If you are long the front and over the stock, you are now the market’s liquidity provider.
That is the headline. You are basically being forced to post M1 to M2 carry at level. Not if you feel like it, not when the bid shows up. You either make that carry available by 13:30 London or the LME will adjust your price like you did. No flexibility. No negotiation.
This means anyone trying to lean into front-month tightness just got their knees cut out. Holding prompt risk now comes with a built-in obligation to offer carry for free. If you were planning to ride that short squeeze into delivery, that strategy is off the table once your size crosses the threshold.
Curve structure just got more crowded and more complicated
Traders who have been working M1s and cash spreads are going to back off. Some will slide their risk out into M2 or M3. Others will keep their size under the radar or move more into OTC. And the smarter desks will just break it up across accounts.

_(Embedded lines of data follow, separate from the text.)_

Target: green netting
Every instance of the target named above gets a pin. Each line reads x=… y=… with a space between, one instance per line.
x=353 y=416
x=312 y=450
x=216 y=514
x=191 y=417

That is the thing. The more the LME tries to fix the front, the more positions get scattered and harder to track. So this rule might keep M1 to M2 looking tidy, but that pressure is still in the system. It just gets pushed down the curve or behind the curtain.
This is why CME keeps gaining ground
They keep it simple. No warehouse games. No forced lending. No Russian-origin debates. CME aluminum is cash-settled and U.S.-based. If all you want is price exposure without the LME politics, you are going to look at CME. This new rule will only speed that up for some shops.
Will this rule work? Depends what you mean by work
It might stop the front month from blowing out. But it also punishes anyone who is early and right. It assumes every dominant position is a threat, even when it is legit.
So if you have built a good long position and you are holding M1 into tight stocks, too bad. You are now required to lend it away flat. That is not risk management. That is enforced charity.
Here is the bottom line for traders:
If your front-month futures are bigger than the available stock, you are a dominant holder
- You are on the hook to lend that carry at level, no excuses
- If you do not, the LME will price adjust the trade and make it look like you did
- The front end loses its edge. That curve premium you used to aim for is getting capped
- More risk will flow into M2 or into quiet corners of the market where the LME is not looking
- The rule is labeled temporary but once it is in, it is in
If you are sitting on a curve book or used to working LME spreads, you are already adjusting. This rule changes how people take and manage prompt risk. The LME is trying to stay ahead of the next squeeze, but in doing that, they are making the market less transparent and less dynamic.
It is not the end of the world, but it is another reason more traders are looking to CME. The LME has always been a physical market first. But the more rules they stack on, the more it becomes a compliance trade instead of a real one.